DAU might need redefining
If a user calls your CLI 200 times a day through agents but never opens your app — is that user a daily active? If your investors are still measuring you with GUI-era metrics (MAU, DAU, retention), they might be holding the wrong ruler against a new world. Future measures: number of agents calling your CLI, daily API call volume, agent task success rate, percentage of your error messages that agents resolved without human intervention.
GUI won't die. It becomes the result-display layer.
Human speaks. Agent uses the CLI. Result renders in the GUI. Feishu's Wake Word already does this — in a meeting, you say one sentence; the agent uses the CLI to operate Feishu; you see the finished doc in the Feishu app. You operate via voice; the agent operates via CLI; the GUI displays the outcome.
Three layers each in their proper place: natural language is the human interface, CLI is the agent interface, GUI is the result interface.
SaaS without a CLI will be routed around
When an agent needs to complete a cross-product workflow — check calendar, send a message, update a sheet, write a doc — it preferentially picks products with a CLI or MCP Server. No CLI? The agent either uses Computer Use to simulate mouse clicks (slow, fragile, expensive), or routes around your product entirely.
That's why Feishu and DingTalk shipped CLIs simultaneously.

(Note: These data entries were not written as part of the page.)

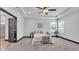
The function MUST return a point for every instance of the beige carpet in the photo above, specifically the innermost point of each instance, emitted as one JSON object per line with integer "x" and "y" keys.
{"x": 58, "y": 45}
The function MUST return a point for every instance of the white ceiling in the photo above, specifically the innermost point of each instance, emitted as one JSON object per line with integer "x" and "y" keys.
{"x": 33, "y": 11}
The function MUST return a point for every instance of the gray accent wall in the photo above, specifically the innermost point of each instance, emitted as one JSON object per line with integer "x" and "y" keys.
{"x": 71, "y": 26}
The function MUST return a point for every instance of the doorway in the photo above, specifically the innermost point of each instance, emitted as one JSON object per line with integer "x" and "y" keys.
{"x": 8, "y": 28}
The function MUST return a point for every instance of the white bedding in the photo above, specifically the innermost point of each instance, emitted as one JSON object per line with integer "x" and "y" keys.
{"x": 38, "y": 38}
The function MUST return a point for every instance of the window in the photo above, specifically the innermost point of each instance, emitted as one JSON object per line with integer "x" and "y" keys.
{"x": 61, "y": 27}
{"x": 2, "y": 22}
{"x": 53, "y": 27}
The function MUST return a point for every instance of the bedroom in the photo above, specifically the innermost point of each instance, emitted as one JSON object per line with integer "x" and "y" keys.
{"x": 57, "y": 23}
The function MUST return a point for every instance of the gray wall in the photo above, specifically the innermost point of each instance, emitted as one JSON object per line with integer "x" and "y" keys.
{"x": 31, "y": 25}
{"x": 20, "y": 21}
{"x": 71, "y": 26}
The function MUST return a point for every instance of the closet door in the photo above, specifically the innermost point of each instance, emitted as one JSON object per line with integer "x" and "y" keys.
{"x": 12, "y": 30}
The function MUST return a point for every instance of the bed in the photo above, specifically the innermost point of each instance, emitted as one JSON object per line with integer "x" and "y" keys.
{"x": 41, "y": 39}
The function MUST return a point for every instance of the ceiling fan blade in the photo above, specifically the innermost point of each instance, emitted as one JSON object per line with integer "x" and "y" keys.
{"x": 39, "y": 7}
{"x": 40, "y": 12}
{"x": 51, "y": 9}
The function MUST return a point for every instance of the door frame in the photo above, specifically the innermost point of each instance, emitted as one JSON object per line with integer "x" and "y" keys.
{"x": 13, "y": 17}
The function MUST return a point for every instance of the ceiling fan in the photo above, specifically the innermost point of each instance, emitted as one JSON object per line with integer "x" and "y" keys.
{"x": 45, "y": 10}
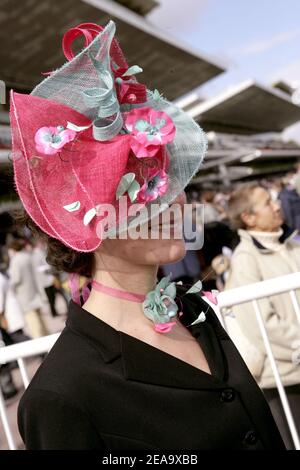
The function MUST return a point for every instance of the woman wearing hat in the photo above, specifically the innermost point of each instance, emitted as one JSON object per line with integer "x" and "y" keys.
{"x": 98, "y": 160}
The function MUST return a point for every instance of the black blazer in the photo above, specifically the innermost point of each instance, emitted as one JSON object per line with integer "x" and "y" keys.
{"x": 102, "y": 389}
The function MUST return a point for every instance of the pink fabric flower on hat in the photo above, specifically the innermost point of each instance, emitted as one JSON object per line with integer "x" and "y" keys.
{"x": 155, "y": 185}
{"x": 49, "y": 140}
{"x": 149, "y": 129}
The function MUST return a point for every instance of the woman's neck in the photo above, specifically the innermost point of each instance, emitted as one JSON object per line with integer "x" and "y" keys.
{"x": 119, "y": 313}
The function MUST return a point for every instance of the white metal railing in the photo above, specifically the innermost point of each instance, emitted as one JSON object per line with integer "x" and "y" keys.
{"x": 252, "y": 293}
{"x": 18, "y": 352}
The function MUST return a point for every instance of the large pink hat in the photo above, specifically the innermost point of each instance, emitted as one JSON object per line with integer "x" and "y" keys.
{"x": 90, "y": 133}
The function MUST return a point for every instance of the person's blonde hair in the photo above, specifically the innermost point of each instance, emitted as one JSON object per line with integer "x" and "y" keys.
{"x": 239, "y": 202}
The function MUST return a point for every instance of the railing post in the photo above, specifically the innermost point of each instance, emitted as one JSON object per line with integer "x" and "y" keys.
{"x": 4, "y": 420}
{"x": 279, "y": 385}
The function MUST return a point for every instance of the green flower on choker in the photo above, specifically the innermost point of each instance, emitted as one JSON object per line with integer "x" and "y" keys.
{"x": 160, "y": 306}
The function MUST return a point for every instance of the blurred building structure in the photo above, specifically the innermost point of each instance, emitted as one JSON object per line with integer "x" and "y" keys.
{"x": 35, "y": 47}
{"x": 244, "y": 126}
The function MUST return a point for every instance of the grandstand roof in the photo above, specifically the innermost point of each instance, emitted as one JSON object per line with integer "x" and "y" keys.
{"x": 38, "y": 26}
{"x": 249, "y": 108}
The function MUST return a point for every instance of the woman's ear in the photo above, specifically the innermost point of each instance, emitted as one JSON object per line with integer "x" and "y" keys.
{"x": 248, "y": 219}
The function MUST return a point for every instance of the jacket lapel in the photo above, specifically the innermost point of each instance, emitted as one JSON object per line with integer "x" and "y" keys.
{"x": 145, "y": 363}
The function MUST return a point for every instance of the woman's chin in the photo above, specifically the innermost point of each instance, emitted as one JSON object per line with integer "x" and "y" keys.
{"x": 172, "y": 251}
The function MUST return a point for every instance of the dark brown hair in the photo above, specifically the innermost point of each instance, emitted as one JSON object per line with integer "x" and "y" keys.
{"x": 61, "y": 257}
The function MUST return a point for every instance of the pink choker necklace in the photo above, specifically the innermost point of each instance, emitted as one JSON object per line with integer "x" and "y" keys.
{"x": 159, "y": 305}
{"x": 120, "y": 294}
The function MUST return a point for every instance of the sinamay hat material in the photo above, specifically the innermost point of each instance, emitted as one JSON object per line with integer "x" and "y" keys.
{"x": 89, "y": 133}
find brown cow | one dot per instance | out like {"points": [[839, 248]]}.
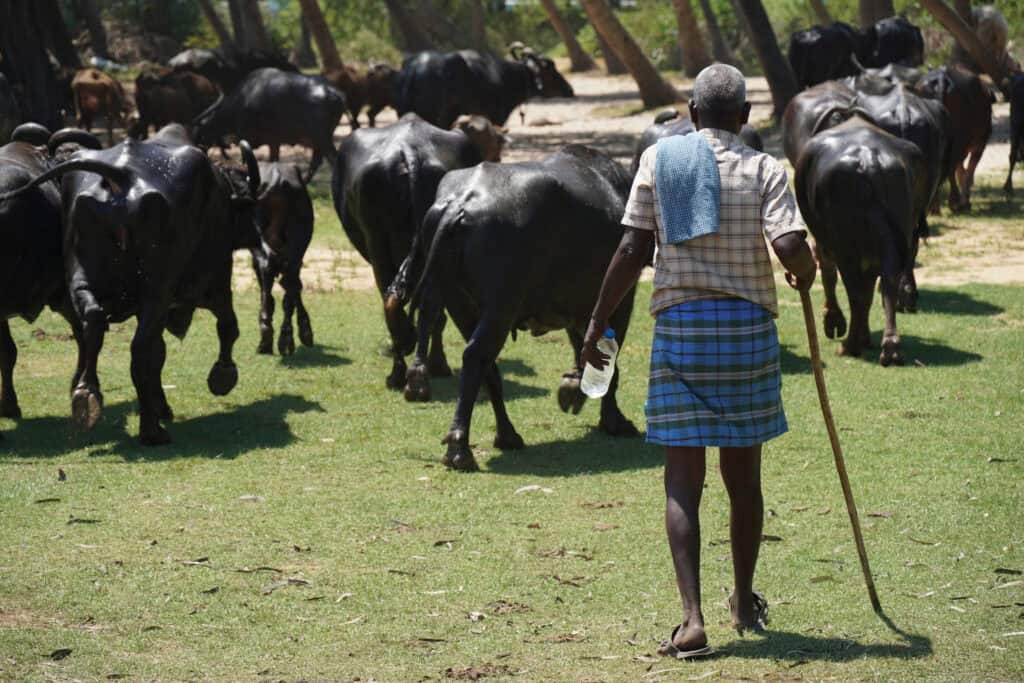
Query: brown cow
{"points": [[97, 93], [372, 88]]}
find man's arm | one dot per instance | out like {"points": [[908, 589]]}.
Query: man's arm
{"points": [[634, 252], [796, 256]]}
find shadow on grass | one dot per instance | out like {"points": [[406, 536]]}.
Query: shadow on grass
{"points": [[957, 303], [226, 434], [799, 647], [595, 452], [314, 356]]}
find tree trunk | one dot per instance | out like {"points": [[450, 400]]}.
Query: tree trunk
{"points": [[692, 47], [239, 24], [212, 16], [26, 63], [968, 39], [821, 12], [97, 34], [579, 59], [303, 54], [414, 39], [718, 45], [871, 11], [330, 58], [55, 33], [256, 34], [479, 26], [780, 79], [654, 90]]}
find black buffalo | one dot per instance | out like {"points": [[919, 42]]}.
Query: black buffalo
{"points": [[31, 266], [1016, 128], [862, 191], [384, 181], [670, 122], [285, 218], [441, 86], [148, 231], [272, 107], [828, 52], [520, 247], [228, 67]]}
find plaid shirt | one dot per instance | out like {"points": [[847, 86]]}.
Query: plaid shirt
{"points": [[756, 203]]}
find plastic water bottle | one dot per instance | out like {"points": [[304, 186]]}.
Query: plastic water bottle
{"points": [[595, 382]]}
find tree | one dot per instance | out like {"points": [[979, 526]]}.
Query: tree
{"points": [[871, 11], [654, 90], [780, 79], [718, 45], [26, 63], [691, 44], [97, 34], [821, 12], [579, 59], [413, 38], [212, 16], [968, 39], [330, 58]]}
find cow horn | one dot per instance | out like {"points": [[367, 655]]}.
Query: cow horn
{"points": [[119, 177], [252, 167], [75, 135], [33, 133], [203, 116]]}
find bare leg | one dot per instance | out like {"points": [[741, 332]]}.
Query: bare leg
{"points": [[8, 356], [684, 477], [741, 474]]}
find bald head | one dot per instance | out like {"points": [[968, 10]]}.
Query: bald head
{"points": [[720, 88], [719, 98]]}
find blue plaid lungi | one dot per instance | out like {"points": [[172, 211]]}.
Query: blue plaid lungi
{"points": [[715, 376]]}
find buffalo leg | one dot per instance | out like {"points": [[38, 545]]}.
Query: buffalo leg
{"points": [[224, 374], [612, 420], [147, 355], [570, 397], [418, 375], [86, 398], [264, 275], [1015, 143], [835, 322], [8, 356]]}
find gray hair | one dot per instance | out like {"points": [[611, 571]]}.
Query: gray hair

Not because developers asked. Because agents need them. Whoever lays the interface first claims a spot in the agent's default toolchain. It's a user-acquisition war — except this time the user is an AI.
The CLI renaissance isn't nostalgia. Computers started on the command line. GUIs gave ordinary people access. Now the CLI is back — not for humans, for AIs. Human-computer interaction has traced a spiral: command line → GUI → command line (for AI) → next? Probably the three-layer arrangement: humans speak, agents use the CLI, the GUI displays the outcome. Looking back from there, March 2026's simultaneous Feishu / DingTalk / Google CLI launches will mark the start of the transition.